S-4335-119
Read twice and referred to the Committee on Armed Services.
Sponsored by Joni Ernst (R-IA)
What it does
This bill would make several changes to how the Department of Defense (DoD) provides child care to military families. It would remove a prior military service requirement for child care workers, allow national service volunteers (such as AmeriCorps participants) to work in military child development centers, create a "preclearance" background check system so applicants can be vetted before a job opening exists, authorize job-sharing arrangements for child care staff, and allow child care workers limited access to military base benefits such as commissary privileges and tuition assistance. The bill would also require DoD to build a department-wide data system tracking child care capacity and waitlists, and to submit reports to Congress on waitlists and the relationship between child care availability and military readiness.
Who benefits
Active-duty military service members and their families, who would have access to a larger pool of child care workers and potentially shorter waitlists. Military spouses, who often bear primary child care responsibilities during deployments. Dual-military couples, who face compounded scheduling challenges. Prospective child care workers who could not previously qualify due to prior service requirements, including caregivers, students, and part-time workers who benefit from job-sharing. National service program participants (e.g., AmeriCorps volunteers) who gain placement opportunities.

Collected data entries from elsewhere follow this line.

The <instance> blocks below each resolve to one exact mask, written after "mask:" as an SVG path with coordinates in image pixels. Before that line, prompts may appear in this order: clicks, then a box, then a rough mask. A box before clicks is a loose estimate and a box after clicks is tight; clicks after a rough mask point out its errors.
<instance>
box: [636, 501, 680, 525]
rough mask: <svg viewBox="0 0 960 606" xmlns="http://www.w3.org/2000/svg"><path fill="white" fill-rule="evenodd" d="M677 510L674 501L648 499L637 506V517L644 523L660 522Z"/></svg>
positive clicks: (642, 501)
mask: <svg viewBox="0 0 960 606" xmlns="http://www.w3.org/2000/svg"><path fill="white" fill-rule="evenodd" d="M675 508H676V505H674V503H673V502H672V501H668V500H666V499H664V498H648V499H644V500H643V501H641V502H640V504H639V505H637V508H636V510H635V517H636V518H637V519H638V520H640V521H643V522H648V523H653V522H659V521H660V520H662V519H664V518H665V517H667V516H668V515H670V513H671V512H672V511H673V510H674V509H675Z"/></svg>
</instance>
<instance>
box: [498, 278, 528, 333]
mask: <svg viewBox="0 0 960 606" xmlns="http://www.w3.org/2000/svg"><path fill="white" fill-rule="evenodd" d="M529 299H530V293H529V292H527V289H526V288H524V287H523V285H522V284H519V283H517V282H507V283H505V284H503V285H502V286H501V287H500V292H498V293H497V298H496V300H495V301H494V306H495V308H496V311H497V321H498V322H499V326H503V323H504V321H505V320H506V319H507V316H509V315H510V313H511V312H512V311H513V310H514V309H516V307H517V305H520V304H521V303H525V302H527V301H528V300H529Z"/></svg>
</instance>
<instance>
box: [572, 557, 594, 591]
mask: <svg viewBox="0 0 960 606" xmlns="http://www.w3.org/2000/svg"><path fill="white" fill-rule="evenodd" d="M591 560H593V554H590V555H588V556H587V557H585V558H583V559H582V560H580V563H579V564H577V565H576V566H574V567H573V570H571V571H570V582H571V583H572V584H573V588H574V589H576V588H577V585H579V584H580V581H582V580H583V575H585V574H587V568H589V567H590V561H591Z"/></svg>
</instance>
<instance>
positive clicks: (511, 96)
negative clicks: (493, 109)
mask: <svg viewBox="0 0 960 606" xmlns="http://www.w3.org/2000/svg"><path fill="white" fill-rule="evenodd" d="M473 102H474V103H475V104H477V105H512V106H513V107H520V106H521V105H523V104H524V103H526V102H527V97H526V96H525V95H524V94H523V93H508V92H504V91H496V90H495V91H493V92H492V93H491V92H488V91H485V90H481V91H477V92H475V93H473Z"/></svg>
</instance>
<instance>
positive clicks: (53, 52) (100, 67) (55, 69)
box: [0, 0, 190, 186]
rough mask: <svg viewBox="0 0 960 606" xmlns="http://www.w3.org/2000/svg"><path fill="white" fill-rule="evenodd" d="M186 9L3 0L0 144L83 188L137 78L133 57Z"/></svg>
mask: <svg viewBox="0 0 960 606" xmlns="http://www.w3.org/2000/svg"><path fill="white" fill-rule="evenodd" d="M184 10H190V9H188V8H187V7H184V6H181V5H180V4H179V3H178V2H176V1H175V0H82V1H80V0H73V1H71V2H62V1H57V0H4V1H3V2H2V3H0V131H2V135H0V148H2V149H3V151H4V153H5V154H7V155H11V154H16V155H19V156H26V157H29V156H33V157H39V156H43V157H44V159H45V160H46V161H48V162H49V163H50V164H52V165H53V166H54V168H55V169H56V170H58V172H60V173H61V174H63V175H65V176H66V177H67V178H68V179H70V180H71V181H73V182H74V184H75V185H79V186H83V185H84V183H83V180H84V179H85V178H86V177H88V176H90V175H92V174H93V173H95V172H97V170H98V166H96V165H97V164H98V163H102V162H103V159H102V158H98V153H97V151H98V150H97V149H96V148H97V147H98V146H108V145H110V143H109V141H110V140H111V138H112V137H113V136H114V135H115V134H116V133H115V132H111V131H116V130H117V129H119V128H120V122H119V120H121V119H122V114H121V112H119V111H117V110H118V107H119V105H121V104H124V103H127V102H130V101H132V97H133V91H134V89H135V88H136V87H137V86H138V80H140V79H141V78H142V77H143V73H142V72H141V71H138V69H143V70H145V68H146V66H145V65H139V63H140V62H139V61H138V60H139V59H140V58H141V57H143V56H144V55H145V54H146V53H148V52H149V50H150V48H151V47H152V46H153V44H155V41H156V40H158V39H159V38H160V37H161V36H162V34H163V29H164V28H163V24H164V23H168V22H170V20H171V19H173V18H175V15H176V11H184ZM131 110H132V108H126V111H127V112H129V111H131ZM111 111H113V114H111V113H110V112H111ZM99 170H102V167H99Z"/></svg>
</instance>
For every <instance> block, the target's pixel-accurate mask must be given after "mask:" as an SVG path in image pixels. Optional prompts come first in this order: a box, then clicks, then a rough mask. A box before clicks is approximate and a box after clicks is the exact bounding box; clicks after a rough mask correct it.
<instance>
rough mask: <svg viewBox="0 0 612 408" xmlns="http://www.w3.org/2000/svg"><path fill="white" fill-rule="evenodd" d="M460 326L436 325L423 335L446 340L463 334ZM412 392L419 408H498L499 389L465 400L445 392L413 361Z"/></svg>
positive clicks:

Military child development center administrators who would have more staffing flexibility. Congress, which would receive better data on child care gaps and readiness impacts.
Who is hurt
Current child care workers who previously met the prior service requirement may face increased competition for positions. Full-time child care workers could see reduced hours or positions converted to job-sharing arrangements. Private off-base child care providers near military installations may lose clients or workers to on-base centers made more attractive by new benefits. Taxpayers would bear the cost of expanded benefits (commissary access, tuition assistance, referral bonuses) for a new category of workers. Military installation operators may face administrative burdens from implementing the preclearance system, data reporting requirements, and new benefit programs within the mandated timelines.
Supporters argue
Supporters argue that military child care shortages directly undermine readiness — DoD's own data has shown tens of thousands of military families on child care waitlists, and service members who cannot secure child care miss training, deployments, and duty assignments. They contend that removing the prior service requirement and enabling national service volunteers expands the qualified worker pipeline without lowering safety standards, since preclearance background checks (including FBI fingerprinting) are still required. The job-sharing and benefits provisions address a documented retention problem: child care worker turnover at military installations is high partly because compensation and flexibility lag behind comparable civilian positions.
Opponents argue
Opponents argue that expanding access to military base benefits — commissary privileges, fitness centers, and tuition assistance — for a new class of civilian contract workers sets a precedent that could strain benefit systems designed for service members and their families, diluting a key component of military compensation. They contend that the bill's mandated timelines (a data system, multiple reports, and new regulations all within 90–180 days) may be operationally unrealistic and could result in rushed, low-quality implementation. Critics may also argue that relying on national service volunteers for child care at sensitive military installations raises security and continuity-of-care concerns that the bill does not fully address.